At median follow up of more than 7 years, the relapse-free survival (RFS) and overall survival (OS) rates for the whole group of 264 patients treated at Colorado were 69.8% and 73%, respectively. The median time to relapse was 14 months (63.5% relapses within the first 2 years, 6.7% after the 5th year).
We identified three clinical variables independently associated with outcome: nodal ratio (number of involved nodes/number of dissected nodes), pathological tumor size, and hormone receptors [2]. A scoring system was constructed with those variables: score = (nodal ratio × 3.05) + (tumor size × 0.15) - (ER/PR × 1.15). In this formula, size is entered in cm, and ER/PR is assigned '1' if positive (estrogen receptor [ER] and/or progesterone receptor [PR] positive), or '0' if negative (both negative). A cutoff score of 2.41 yields the best sensitivity and specificity. Thus, patients with low (<2.41) and high (≥ 2.41) scores before transplant presented significant differences in outcome. This model was validated in an external sample of 225 HRPBC patients treated at Duke University with the same HDC. It was subsequently validated prospectively in our second patient cohort [3].
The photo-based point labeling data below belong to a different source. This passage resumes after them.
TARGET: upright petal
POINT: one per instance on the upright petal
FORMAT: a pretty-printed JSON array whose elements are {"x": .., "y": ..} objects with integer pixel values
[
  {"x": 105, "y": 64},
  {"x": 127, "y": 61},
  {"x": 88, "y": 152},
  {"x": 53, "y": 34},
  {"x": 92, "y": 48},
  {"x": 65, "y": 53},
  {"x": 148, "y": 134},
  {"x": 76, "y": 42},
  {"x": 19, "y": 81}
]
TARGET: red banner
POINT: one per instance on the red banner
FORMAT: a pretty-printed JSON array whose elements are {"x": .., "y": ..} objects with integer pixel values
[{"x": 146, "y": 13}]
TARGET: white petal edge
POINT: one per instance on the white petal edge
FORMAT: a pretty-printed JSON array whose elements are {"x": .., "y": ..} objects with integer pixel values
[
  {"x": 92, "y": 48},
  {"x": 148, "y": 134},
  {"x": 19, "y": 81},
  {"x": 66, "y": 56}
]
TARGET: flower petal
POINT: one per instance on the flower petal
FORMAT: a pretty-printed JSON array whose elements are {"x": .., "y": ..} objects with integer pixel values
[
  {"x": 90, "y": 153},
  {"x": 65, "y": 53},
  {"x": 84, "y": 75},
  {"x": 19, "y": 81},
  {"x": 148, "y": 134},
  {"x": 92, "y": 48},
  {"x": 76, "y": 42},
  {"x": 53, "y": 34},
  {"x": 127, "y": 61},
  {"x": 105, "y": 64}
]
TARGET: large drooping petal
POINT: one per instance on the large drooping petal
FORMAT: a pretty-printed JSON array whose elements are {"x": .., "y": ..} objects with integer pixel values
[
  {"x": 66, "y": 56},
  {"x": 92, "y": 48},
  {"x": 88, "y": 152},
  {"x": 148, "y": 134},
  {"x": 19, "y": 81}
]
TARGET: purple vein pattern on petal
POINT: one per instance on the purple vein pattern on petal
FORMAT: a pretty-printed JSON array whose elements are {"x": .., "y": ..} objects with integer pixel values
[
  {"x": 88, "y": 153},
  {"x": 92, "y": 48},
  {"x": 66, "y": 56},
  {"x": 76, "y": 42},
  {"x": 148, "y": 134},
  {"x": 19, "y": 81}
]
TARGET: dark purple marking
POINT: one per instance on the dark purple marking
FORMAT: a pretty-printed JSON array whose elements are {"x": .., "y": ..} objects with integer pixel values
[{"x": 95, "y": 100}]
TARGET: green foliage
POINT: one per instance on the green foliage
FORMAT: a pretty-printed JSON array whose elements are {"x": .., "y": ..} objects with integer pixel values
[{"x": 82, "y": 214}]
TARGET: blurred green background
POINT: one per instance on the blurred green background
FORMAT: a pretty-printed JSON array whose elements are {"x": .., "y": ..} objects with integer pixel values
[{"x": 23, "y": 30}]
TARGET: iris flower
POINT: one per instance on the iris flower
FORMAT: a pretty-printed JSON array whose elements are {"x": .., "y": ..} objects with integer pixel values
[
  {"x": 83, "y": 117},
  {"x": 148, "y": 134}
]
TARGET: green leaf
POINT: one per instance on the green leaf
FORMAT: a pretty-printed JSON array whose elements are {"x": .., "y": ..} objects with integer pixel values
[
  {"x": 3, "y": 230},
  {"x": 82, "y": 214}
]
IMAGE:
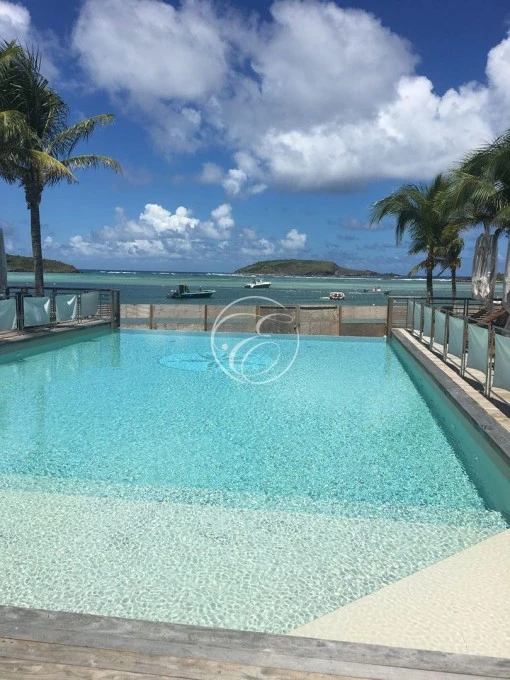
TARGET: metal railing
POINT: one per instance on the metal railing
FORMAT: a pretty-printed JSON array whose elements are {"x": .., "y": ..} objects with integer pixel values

Overexpression of HER2, identified as an independent predictor of outcome, complemented the clinical model, establishing the following risk groups: low risk (low score, HER2-negative; 44% patients; 87% RFS), intermediate risk (low score, HER2-positive; 29% patients; 68% RFS), high risk (high score, any HER2; 27% patients; 49% RFS) [4].
We detected an independent prognostic effect of EGFR (epidermal growth factor receptor), particularly among HER2-positive patients [5], which suggests a synergistic effect through heterodimerization of both receptors. In contrast, we did not observe a prognostic effect of p53 status [4].
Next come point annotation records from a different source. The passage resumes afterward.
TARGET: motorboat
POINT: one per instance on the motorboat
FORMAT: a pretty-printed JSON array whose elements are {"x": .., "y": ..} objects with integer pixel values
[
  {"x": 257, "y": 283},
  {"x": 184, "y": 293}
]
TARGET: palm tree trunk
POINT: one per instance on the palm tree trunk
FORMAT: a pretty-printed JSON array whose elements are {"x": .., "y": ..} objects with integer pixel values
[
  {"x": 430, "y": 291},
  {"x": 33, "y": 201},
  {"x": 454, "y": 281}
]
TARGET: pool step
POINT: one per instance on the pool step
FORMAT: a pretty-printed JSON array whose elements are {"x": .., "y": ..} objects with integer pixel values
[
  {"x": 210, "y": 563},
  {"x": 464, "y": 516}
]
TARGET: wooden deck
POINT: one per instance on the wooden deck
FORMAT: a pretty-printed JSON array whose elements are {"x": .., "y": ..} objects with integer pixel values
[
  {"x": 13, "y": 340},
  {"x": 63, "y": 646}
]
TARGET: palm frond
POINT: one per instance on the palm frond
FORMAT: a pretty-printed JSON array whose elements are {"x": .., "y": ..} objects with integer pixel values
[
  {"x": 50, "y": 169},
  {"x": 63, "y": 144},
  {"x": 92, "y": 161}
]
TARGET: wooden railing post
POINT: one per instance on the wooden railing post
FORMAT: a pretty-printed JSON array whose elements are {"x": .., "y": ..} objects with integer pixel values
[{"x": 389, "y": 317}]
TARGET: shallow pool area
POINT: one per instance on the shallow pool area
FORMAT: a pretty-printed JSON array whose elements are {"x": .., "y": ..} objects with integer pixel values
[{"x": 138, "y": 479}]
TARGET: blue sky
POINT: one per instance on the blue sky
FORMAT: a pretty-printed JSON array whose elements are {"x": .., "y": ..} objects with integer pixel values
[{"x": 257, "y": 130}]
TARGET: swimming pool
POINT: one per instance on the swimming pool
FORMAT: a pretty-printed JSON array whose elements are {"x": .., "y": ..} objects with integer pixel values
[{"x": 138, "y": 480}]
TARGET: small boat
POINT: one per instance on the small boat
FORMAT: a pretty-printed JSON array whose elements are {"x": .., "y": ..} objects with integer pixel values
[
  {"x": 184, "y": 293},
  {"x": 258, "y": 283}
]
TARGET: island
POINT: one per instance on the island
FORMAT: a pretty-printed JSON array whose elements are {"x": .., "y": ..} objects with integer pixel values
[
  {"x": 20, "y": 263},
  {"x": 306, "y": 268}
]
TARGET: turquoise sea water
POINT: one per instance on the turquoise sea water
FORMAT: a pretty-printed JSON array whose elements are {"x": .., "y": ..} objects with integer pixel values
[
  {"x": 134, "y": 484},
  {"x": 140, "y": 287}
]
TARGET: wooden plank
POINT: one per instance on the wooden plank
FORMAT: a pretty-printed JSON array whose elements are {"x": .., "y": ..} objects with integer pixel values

Tumor angiogenesis, assessed through CD31-stained microvessel count, was an independent adverse predictor of outcome [6]. In contrast, tumor VEGF (vascular endothelial growth factor) expression lacked prognostic significance in our population with locoregionally advanced tumors, in contrast to multiple prior observations in patients with earlier disease [6].
Finally, we observed that the presence of tumor cells contaminating the apheresis product, detected through immunocytochemistry for cyto-keratins, was independently associated with post-transplant relapse [7].